ORGHANON, Retrospectre
Ho già scritto che sto dalla parte di Sergio Calzoni. Del resto seguo il suo lavoro da 13-14 anni, ed è una cosa che suona strana, perché viviamo un’epoca in cui è quasi meccanico appassionarsi a un nome nuovo ogni tot mesi, dimenticando quello vecchio. Vedo i miei gusti cambiare, i gruppi sparire, la mia vita incasinarsi e disincasinarsi ciclicamente, eppure lui resiste, è una preferenza che non se ne va: ottimo scultore di suoni, discreto, attento alla qualità e poco incline a seguire le mode.
In passato avevo provato a spiegare ciò che faceva paragonandolo ad Alan Wilder, questa volta però non ascolto quella sorta di trip hop scuro che lo accomuna all’ex Depeche Mode, ma un album non ritmico e più disteso, sempre profondo grazie alle basse frequenze e sempre dettagliato. In Retrospectre, come intuibile, mette in musica la memoria, nello specifico quella della sua infanzia, trovandosi dunque (finalmente) su di un terreno molto calpestato di questi tempi, tanto che non mi sorprende che al mastering ci sia Taylor Deupree. Ad arricchire questi paesaggi sonori interiori ci sono interventi di terzi: arpa, violino, viola, violoncello, clarinetto e sassofono. La presenza – molto calibrata – di ciascuno di questi strumenti amplifica il sentimento di malinconia man mano che il tempo passa e rivela una mano quasi da compositore di colonne sonore cinematografiche: toccante l’incontro tra arpa e archi in “Dissolve”, triste oltre ogni possibile immaginazione il clarinetto di Josh Plotner in “Retrospectre II”.

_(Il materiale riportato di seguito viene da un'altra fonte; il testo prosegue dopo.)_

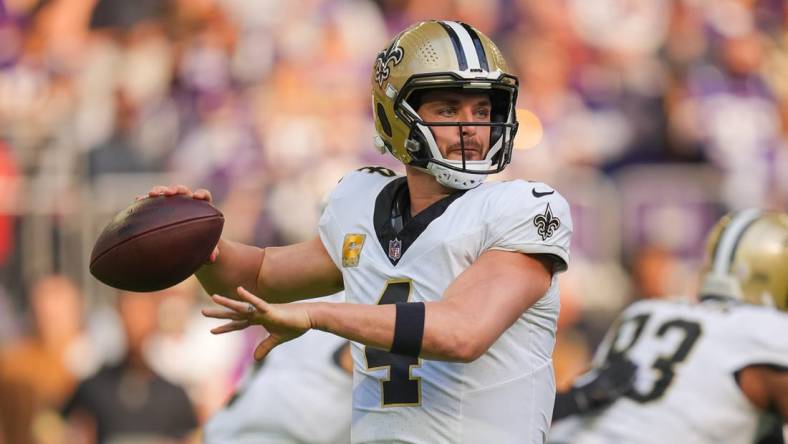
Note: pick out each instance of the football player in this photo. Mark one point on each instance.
(451, 282)
(300, 393)
(708, 372)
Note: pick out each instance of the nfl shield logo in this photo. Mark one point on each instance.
(395, 249)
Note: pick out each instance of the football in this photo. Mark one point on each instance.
(156, 243)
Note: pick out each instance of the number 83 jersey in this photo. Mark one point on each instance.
(505, 396)
(685, 391)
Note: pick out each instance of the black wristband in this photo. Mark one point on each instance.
(408, 329)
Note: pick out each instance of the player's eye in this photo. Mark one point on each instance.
(447, 111)
(482, 113)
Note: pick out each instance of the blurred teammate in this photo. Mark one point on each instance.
(300, 393)
(451, 282)
(708, 372)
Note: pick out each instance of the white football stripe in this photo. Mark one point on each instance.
(729, 238)
(467, 45)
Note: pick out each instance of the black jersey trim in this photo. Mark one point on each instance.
(413, 226)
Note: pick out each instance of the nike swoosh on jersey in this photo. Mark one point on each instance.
(541, 194)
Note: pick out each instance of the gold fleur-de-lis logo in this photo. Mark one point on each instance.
(391, 55)
(546, 223)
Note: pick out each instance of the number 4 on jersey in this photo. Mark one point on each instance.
(400, 388)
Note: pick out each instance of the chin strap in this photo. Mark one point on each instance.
(455, 179)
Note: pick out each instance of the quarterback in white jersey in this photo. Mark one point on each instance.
(451, 283)
(708, 372)
(504, 396)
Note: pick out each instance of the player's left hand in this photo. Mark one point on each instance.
(283, 322)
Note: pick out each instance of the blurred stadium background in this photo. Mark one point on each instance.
(653, 118)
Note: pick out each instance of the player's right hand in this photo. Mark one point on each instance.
(177, 190)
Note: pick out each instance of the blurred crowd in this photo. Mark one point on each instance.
(651, 117)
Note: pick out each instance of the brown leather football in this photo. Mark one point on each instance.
(156, 243)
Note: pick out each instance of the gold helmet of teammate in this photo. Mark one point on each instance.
(442, 54)
(747, 258)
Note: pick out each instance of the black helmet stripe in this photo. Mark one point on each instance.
(465, 44)
(725, 250)
(477, 43)
(455, 40)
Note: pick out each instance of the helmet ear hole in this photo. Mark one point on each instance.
(384, 121)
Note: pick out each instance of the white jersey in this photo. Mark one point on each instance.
(505, 396)
(685, 389)
(300, 395)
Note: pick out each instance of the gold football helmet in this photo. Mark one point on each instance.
(748, 258)
(442, 54)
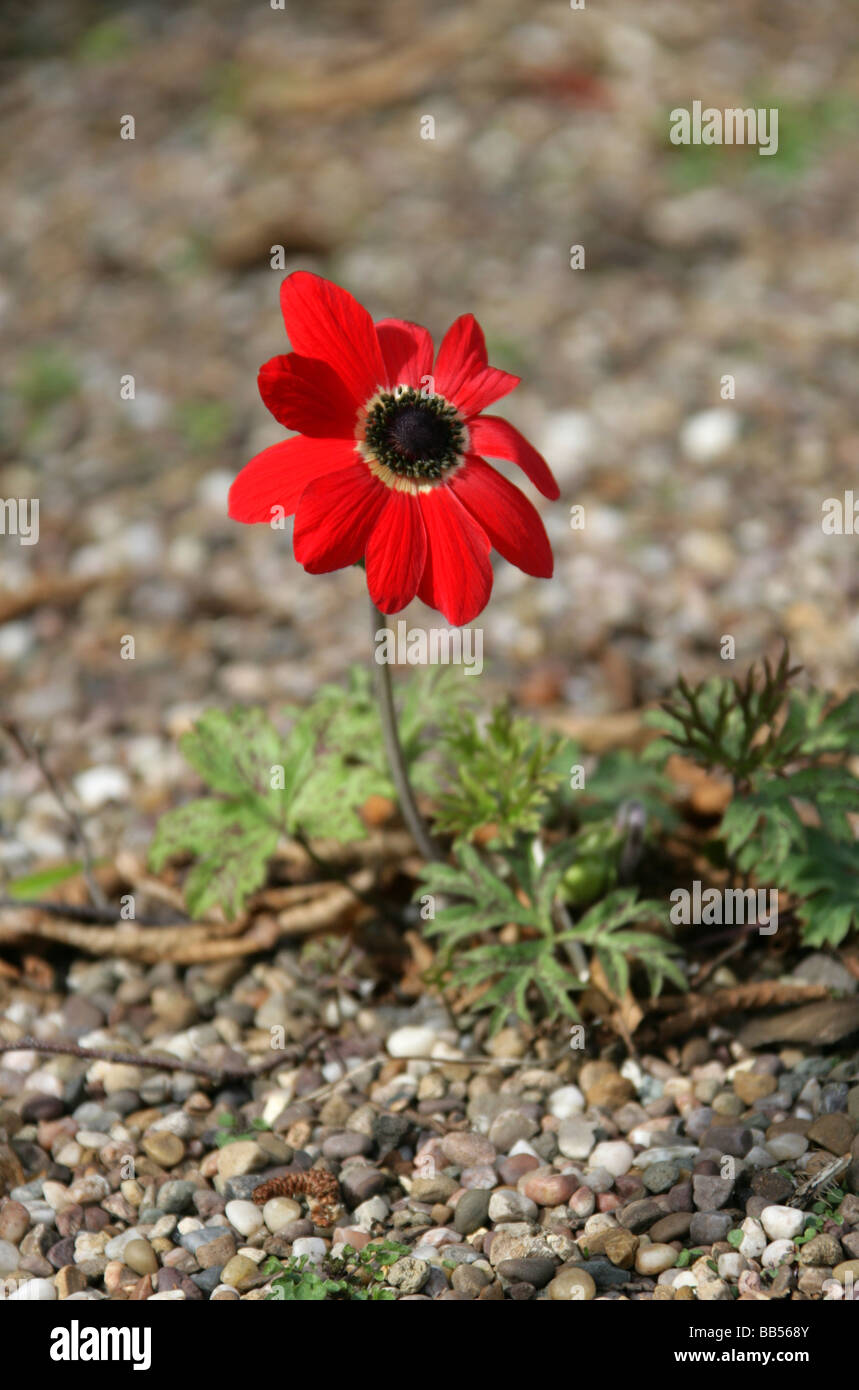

In questi anni il ricordo è stato rappresentato con suoni che si sfaldano o che arrivano da lontano, Calzoni invece ha trovato una via più composta e in un certo classicheggiante. Per questo forse Retrospectre non sarà uno snodo fondamentale, ma di sicuro è un buon disco e l’ennesima conferma della bravura di Sergio.